Bélgica, Dinamarca, Francia, Alemania, Países Bajos, Suecia, Suiza y Reino Unido expresaron preocupación por el aumento de la violencia vinculado al avance del M23 cerca de Uvira, en Kivu del Sur, con potencial para afectar la estabilidad regional.
El comunicado conjunto reclama la retirada inmediata de tropas ruandesas del territorio congoleño, insta al M23 a regresar a posiciones previas y a cumplir los compromisos de acuerdos recientes.

Además, los gobiernos advirtieron sobre el incremento en el uso de drones de ataque y drones suicidas, lo que implica una escalada en las confrontaciones y un riesgo elevado para la población civil.
El conflicto actual se relaciona con la ofensiva lanzada por el M23, integrado principalmente por tutsis congoleños. Este grupo capturó las capitales provinciales de Kivu Norte y Kivu Sur, lo que motivó acusaciones de Kinshasa contra Kigali por presunto apoyo a la rebelión.
Por su parte, Ruanda sostiene que la RDC actúa contra la población tutsi, con el respaldo de las Fuerzas Democráticas para la Liberación de Ruanda (FDLR), milicia fundada por hutus tras el genocidio de 1994, y otros grupos armados.
El comunicado advierte que la escalada representa una amenaza grave para la población civil, que enfrenta consecuencias directas por el aumento de la violencia.
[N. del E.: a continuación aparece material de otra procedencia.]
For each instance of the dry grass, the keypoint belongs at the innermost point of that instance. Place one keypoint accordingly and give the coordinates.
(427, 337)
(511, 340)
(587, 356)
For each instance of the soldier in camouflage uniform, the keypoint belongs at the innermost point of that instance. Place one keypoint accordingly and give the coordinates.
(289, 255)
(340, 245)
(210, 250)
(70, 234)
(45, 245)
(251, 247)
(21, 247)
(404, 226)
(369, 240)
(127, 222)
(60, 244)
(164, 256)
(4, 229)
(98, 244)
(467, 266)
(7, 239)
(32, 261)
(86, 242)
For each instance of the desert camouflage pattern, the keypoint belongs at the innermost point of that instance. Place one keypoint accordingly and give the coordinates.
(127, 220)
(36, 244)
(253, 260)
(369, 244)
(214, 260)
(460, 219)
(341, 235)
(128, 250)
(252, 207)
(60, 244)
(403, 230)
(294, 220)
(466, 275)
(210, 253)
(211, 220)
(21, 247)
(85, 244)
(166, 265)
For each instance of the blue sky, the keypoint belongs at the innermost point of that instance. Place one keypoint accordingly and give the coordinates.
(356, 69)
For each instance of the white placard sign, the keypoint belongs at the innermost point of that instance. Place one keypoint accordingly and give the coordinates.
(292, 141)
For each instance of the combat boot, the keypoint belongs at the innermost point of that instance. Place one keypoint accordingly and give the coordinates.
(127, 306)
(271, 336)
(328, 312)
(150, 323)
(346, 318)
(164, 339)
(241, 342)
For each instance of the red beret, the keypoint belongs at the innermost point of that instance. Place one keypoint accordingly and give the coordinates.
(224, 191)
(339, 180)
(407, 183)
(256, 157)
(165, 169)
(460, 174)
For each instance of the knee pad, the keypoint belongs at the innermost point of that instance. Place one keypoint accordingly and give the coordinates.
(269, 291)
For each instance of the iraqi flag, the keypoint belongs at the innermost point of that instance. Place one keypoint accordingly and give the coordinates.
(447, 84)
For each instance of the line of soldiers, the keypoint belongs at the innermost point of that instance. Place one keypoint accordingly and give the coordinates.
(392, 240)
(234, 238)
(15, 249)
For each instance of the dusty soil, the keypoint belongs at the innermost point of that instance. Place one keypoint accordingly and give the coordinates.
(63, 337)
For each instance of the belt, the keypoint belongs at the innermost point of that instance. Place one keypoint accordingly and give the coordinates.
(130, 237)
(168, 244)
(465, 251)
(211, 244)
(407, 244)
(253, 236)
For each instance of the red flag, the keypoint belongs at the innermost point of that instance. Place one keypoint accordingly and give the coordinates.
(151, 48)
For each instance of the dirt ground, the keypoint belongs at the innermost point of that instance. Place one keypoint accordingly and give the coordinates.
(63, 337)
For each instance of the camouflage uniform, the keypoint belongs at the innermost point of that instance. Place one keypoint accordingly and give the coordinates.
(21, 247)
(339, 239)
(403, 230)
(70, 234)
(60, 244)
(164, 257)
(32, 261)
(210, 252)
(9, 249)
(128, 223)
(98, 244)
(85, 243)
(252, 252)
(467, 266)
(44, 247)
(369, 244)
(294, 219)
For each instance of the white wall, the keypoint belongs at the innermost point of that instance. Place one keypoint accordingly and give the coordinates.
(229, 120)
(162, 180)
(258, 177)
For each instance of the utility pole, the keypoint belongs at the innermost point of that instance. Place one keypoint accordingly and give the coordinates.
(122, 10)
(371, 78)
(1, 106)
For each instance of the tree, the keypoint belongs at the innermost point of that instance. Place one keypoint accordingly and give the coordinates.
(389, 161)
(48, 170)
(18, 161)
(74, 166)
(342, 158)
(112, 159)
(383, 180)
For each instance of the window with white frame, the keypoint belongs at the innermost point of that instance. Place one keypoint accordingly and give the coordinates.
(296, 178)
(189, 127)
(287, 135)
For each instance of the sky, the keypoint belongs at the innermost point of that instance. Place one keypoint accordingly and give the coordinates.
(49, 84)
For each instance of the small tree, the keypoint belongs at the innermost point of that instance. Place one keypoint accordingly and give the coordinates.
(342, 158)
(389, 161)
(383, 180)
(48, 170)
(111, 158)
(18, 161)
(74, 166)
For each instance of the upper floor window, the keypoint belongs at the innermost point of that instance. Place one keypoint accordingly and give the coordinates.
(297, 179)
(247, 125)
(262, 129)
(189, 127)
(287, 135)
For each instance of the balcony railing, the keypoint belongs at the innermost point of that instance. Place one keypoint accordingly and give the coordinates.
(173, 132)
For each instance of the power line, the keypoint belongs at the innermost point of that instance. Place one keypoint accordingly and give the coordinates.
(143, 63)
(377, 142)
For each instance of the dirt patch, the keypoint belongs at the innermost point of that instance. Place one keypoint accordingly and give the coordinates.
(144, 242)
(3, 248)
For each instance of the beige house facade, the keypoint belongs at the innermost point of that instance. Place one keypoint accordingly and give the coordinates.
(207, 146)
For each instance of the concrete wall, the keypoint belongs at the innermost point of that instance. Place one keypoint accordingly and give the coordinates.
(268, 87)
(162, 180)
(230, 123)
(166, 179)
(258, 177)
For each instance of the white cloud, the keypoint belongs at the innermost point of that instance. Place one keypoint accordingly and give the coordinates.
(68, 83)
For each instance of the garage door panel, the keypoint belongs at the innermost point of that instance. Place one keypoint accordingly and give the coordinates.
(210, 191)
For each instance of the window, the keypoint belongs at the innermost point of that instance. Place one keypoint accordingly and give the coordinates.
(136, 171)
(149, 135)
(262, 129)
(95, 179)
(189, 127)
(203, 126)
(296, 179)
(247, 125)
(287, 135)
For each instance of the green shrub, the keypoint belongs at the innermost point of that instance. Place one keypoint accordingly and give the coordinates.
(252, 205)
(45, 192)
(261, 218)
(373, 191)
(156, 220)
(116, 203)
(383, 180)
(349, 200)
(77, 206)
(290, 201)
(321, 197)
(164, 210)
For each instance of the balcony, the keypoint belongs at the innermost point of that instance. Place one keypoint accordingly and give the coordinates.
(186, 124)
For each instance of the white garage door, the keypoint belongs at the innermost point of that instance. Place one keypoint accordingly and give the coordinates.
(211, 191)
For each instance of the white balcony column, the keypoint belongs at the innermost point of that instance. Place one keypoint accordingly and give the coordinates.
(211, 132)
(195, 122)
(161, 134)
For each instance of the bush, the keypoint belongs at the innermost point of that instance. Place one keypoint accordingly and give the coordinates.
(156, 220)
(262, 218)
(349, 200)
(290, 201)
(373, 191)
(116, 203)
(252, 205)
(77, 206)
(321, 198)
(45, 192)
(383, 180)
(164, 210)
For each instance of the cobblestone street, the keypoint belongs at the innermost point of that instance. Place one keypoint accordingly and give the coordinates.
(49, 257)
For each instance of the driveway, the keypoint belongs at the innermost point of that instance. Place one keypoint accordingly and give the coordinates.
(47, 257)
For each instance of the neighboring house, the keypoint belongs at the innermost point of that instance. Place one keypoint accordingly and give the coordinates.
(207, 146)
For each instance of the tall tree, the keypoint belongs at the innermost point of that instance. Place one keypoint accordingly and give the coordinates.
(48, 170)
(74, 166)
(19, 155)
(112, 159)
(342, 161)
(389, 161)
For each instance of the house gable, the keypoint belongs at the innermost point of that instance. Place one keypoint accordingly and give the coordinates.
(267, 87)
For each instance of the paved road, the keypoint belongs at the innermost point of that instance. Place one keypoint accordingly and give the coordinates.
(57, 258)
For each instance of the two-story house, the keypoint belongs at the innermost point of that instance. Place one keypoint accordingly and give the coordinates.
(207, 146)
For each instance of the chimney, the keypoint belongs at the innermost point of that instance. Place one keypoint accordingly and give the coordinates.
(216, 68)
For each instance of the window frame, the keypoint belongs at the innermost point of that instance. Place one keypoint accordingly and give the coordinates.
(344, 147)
Los países firmantes exigen respeto a la resolución 2773 del Consejo de Seguridad de las Naciones Unidas y a los “Acuerdos de Washington”, en los que se pactó un alto el fuego permanente, desarme de fuerzas no estatales, posibilidad de retorno para los refugiados y garantías para la justicia en crímenes de guerra.
Esta exigencia internacional surge en medio de una crisis prolongada en el este de la RDC, región de abundantes recursos naturales donde la confrontación armada se ha intensificado durante décadas.
Según Estados Unidos, la violencia se agravó en enero por la expansión territorial del M23, que ocupó extensas zonas e incluso capturó Goma y Bukavu, lo que provocó desplazamientos masivos y profundizó la crisis humanitaria. Cientos de miles de personas han muerto en más de 30 años de conflicto.
Los países firmantes piden evitar cualquier discurso o acción que pueda elevar la tensión o amenazar la integridad de los civiles, alertando sobre el riesgo de perder los avances diplomáticos recientes. Insisten en un compromiso claro y urgente con el cese del fuego y demandan acceso humanitario, pleno y seguro para todas las poblaciones afectadas.